A Boy Gets Shot in Texas and His Mother Uses WebMD Instead Of Taking Him to the ER

Impact

A Texas 14-year-old was shot in his home Tuesday evening by a family friend playing with a gun. The bullet wound, which was in his upper thigh, appeared fairly serious. The teen could not get up for several minutes after the shooting. Luckily, the teen’s mother was present and she got him to the hospital for treatment — seven hours after he was shot.

Why didn’t she call an ambulance immediately? She Googled “how to treat gunshot wounds” and went to self-diagnosis website WebMD rather than the emergency room to treat her son. As a result, she may now face felony charges for injury to a child by omission.

The entire incident was caught on an in-home surveillance tape. The family friend, Jesse Pete Rodriguez, 24, traced the 14-year-old’s movements with his gun and finally pulled the trigger. Rodriguez is being charged with injury to a child with the intent to cause serious bodily harm.

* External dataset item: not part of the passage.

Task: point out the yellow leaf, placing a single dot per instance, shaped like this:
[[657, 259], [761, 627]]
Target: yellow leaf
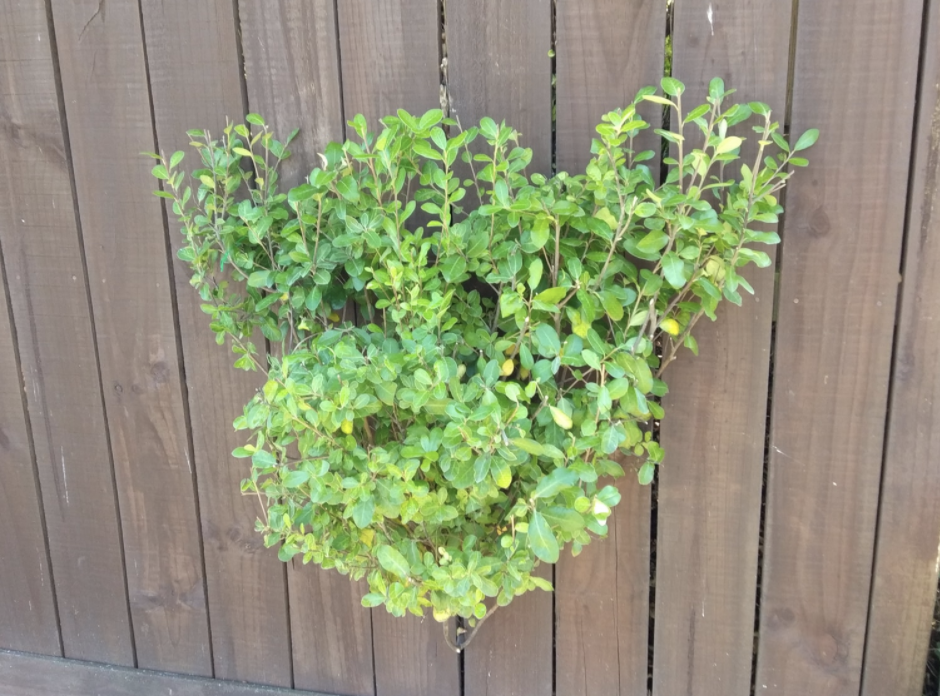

WebMD’s popularity has perhaps (as this story demonstrates) grown too great. Amid rising emergency room costs, many Americans seek to cut corners by self-diagnosing rather than visiting a doctor or urgent care center. While this practice may save money, it is foolish to assume that a website can have the same ability to advise and treat a patient as a doctor, who has completed medical school, an internship, and residency — and perhaps most important, has human intuition.

In this particular case, that the mother failed to recognize the emergency of her son’s injuries is inexcusable and negligent. But those who search WebMD for other medical issues may unknowingly receive medical advice that could prove even more detrimental to their health. Legal liability prevents WebMD from telling a site visitor absolutely that he or she does not have depression, for example, and so its self-diagnostic quiz tells even the happiest of respondents that they “may be at major risk for depression.”

In an ideal world, people would recognize that WebMD should be used only as a jumping-off point before seeking regular medical treatment, or perhaps for a patient who has been diagnosed by a doctor to better understand his or her ailment. But so long as people continue to use WebMD to supplant hospital visits — even emergency-room ones — the website’s potential dangers are a serious cause for concern.